Authors (as registered SciPost users): Louis Vaslin
Submission information
Preprint Link: https://arxiv.org/abs/2208.14760v2  (pdf)
Code repository: https://github.com/lovaslin/pyBH-test
Date submitted: 2022-09-07 12:54
Submitted by: Vaslin, Louis
Submitted to: SciPost Physics Core
Ontological classification
Academic field: Physics
Specialties:
  • High-Energy Physics - Experiment
Approach: Experimental

Abstract

The BumpHunter algorithm is widely used in the search for new particles in High Energy Physics analysis. This algorithm offers the advantage of evaluating the local and global p-values of a localized deviation in the observed data without making any hypothesis on the supposed signal. The increasing popularity of the Python programming language motivated the development of a new public implementation of this algorithm in Python, called pyBumpHunter, together with several improvements and additional features. It is the first public implementation of the BumpHunter algorithm to be added to Scikit-HEP. This paper presents in detail the BumpHunter algorithm as well as all the features proposed in this implementation. All these features have been tested in order to demonstrate their behaviour and performance.

Current status:
Has been resubmitted

Reports on this Submission

Report 1 by Mohamed Rameez on 2023-1-2 (Invited Report)

Strengths

1. Comes with working code and discusses working examples.
2. Python implementation of an existing tool.

Weaknesses

1. Quite narrow in focus.
2. Appears to reinvent the wheel at times and not sufficiently general in its treatment. This is very much a paper along with a very useful code, rather than a general discussion of the statistical issues.
3. Doesnt cite a sufficient number of related papers and concepts in statistics literature.

Report

I'd recommend it for publication after some significant revision.

Requested changes

This is a nice paper. I would like to thank the authors for this tool, which is a valuable service to the community. The unit tests on github increase confidence in the immediate use of this tool as a pythonic replacement for BumpHunter. My comments are minor, and merely suggestions:


1. As the tool is aimed at the HEP community which primarily relies on frequentist statistics, the level of detail is fine. However, a more generalized treatment based on Bayesian fundamentals would definitely increase the conceptual and contextual clarity of the paper. In particular, many of the trends in going from univariate to multivariate (bias on recovered signal events becoming worse) have straightforward analogues that have already been reported in literature. For eg, see the difference between the univariate and multivariate KL loss terms discussed in https://www.ncbi.nlm.nih.gov/pmc/articles/PMC6118314/ after equation 4b. I wouldn’t insist on this, since it could be a lot of work and would only improve the paper in some formal sense, but right now to some statisticians it may appear that much of what is being discussed at length in the paper is already known.

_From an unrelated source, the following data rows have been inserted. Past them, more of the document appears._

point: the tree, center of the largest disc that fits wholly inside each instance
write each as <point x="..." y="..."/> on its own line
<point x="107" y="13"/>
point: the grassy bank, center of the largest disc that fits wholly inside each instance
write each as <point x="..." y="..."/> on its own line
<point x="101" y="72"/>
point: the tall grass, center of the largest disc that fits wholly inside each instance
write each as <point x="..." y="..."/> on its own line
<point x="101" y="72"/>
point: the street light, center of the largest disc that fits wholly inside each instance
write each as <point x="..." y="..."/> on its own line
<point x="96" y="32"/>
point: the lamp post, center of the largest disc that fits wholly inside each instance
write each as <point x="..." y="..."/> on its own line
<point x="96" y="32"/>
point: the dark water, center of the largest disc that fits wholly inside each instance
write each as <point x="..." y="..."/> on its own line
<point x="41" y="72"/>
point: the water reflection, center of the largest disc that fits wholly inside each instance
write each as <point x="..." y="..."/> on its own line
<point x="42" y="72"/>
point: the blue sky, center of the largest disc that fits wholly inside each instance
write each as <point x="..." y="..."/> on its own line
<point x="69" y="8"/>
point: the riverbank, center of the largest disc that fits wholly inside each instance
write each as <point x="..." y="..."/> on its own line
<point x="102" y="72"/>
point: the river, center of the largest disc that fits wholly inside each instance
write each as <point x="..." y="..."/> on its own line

2. It would be nice to generalize the discussion immediately after eq 5 to also the case of global significances of deficits. i.e. if a local significance is negative because it’s a deficit, in a situation where the deficit is less significant than the median deficit observed in background-only pseudo-data distributions, will the global significance now be positive? If yes, this seems like a choice of convention, and might benefit from a unified sign convention treatment for global significances for both excesses and deficits.

3. Is the statement in paragraph 2 of page 4 (“When the value of the test statistic of the data falls very far in the tail of the background-only distribution, available statistics to compute N>data becomes very low and the obtained global p-value is not significant. In the extreme case when the value of the test statistic of the data is out of the range of the pseudo-data histogram, it is not possible to compute a global p-value and sig- nificance anymore. ) strictly correct? This may just be semantics, but to me it looks like if there is not sufficient statistics to compute N>data, it will be zero and since the denominator is nonzero, you will get a p value of exactly zero, which will appear to be infinitely significant. This is artificial of course. Perhaps we both mean the same thing, but please consider rephrasing.

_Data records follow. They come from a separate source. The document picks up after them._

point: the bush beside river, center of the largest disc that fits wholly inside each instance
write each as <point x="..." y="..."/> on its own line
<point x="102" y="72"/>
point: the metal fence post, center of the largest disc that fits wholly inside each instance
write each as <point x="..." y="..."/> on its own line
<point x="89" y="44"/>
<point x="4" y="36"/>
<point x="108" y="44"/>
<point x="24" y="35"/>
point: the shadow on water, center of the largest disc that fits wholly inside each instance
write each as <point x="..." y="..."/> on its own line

4. Section 2.1, page 5, paragraph 1 – “The lower and upper errors on this value are defined according to the first and third quartiles of the H1 hypothesis.” – It’s not clear to me why quartiles were chosen here, shouldn’t values corresponding to the central 68% interval be chosen? This may just be convention. If that is the case I’d request the authors for further clarification in the text.

5. Is the side band normalization procedure carried over from BumpHunter? Or something introduced newly here? If it’s the former I would request that this be made explicit. If It’s the latter I think a longer and more technical discussion is necessary.

  • validity: good
  • significance: ok
  • originality: low
  • clarity: good
  • formatting: good
  • grammar: excellent

Author:  Louis Vaslin  on 2023-02-15  [id 3359]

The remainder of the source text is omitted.